Are you a perfect mother? It is one of those questions that mothers often come across. It usually happens during a conversation with anyone giving us an advice or showing themselves the perfect one. We get a piece of advice at every nook and corner. A list of Dos and Don’ts is enough to make us think either we are wrong or we don’t know mothering at all. Every mother tries to portray herself as the best when talking to another mother. That instills self-doubt in most cases, and we often question ourselves. Am I a perfect mother? The answer Yes/ No buzzes the ear but still leaves us in utter confusion.
Can we be perfect?
There are several possibilities based on different scenarios; still, perfection is out of reach for most of us. We often live in a dilemma of being the best and worse but what we often forget is we are what lies between the best and the worse. The tug of war continues, but to this most complicated question, please answer a simple question, Are you a perfect human being? The answer will be No. We might be perfect in one aspect, but we can’t be in all. Perfection is a myth. Being a mother is simply a role we are put into by choice or chance. Motherhood is a beautiful journey.
When trying to think, we often neglect others’ situations. Some toxic mothers believe them to be the best and ideal. Reality is contrary to their belief. A mother cannot be insensitive to another mother’s situation. To represent themselves as the greatest, they often criticize the other. My child, my upbringing is often used with superlatives. It brings pride to the boastful mother. Her ego is very well satisfied, whereas it ingrains self-doubt in the other mother.
What we can do?
As aware mothers, we need to understand the difference between genuine interest and humiliation.
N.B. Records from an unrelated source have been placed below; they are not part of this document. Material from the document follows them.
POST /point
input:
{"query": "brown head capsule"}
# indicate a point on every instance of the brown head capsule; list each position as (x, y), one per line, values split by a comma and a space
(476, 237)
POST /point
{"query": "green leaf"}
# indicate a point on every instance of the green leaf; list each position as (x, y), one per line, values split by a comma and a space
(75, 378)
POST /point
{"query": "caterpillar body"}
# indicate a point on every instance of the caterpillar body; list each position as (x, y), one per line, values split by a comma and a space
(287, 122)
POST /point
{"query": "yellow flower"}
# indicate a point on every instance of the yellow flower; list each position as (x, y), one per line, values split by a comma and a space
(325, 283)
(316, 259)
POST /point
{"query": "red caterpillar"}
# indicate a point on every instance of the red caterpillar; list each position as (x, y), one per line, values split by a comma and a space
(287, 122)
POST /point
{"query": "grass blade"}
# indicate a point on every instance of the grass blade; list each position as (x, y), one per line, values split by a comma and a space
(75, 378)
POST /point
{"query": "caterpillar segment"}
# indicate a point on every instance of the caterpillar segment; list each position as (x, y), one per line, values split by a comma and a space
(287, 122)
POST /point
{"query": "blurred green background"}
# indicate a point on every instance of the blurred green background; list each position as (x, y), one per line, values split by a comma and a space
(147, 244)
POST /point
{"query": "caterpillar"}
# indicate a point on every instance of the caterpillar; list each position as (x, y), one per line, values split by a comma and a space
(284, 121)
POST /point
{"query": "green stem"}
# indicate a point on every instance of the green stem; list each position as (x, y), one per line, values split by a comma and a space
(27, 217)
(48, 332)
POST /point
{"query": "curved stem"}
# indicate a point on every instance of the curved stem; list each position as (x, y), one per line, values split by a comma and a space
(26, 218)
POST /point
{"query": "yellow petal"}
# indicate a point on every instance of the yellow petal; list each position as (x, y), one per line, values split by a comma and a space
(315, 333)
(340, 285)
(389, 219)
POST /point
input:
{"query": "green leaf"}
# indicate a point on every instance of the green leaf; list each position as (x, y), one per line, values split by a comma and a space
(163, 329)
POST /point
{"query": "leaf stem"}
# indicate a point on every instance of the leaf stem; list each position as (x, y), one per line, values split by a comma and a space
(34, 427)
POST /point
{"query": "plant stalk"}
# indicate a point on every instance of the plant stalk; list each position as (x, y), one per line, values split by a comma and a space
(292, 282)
If the conversation is humiliating, turn deaf. “My decisions and upbringings were better than yours,” these are very insensitive words. A kid is not a piece of fabric where you can compare my cloth is better than yours. A non-living entity cannot replace a living one.
Life needs guidance that a mother can give, but she can’t paint a child’s entire personality like painting a canvass. There can be circumstances when you are all engrossed in thinking, am I raising my child well. Think only about giving your best. To err is human. Accept!! Please, let the children carry their own identity, guide, nurture, and care for them well. In this long run of being a mother for life, don’t forget yourself.
Can we trust our instincts?
Perfect/ Imperfect are heavy words. You have to give your best and help your child out. Raise the way you want. Don’t worry about what others have to say. There are different kinds of moms but don’t forget all are moms. They all give the same protection to their child in spite of all odds. In the world of showoffs, several questions will hit you. The answer to all the questions will be you are like yourself, and nobody is you. You and only you have the best relationship with your child.
In an era of social media where curated tailored words and pictures surface everywhere on the internet for popularity, it becomes hard to rely on the things we see. Motherhood comes with twists and turns. Have self-confidence. Trust your instincts. Love yourself, love your child. A piece of advice will knock you at every corner. Listen to all, pick the best but don’t follow blindly. In the race of perfectionism, don’t lose your joy of being a mother. Enjoy your role. None can do your role so well as you do and will do. Never doubt your mothering. Remember, only you can make the best decision about your children. You know their strength or weakness.
Are you a perfect mother? You are the best mother, and as we know perfection is a myth. Forget about it, and live happily.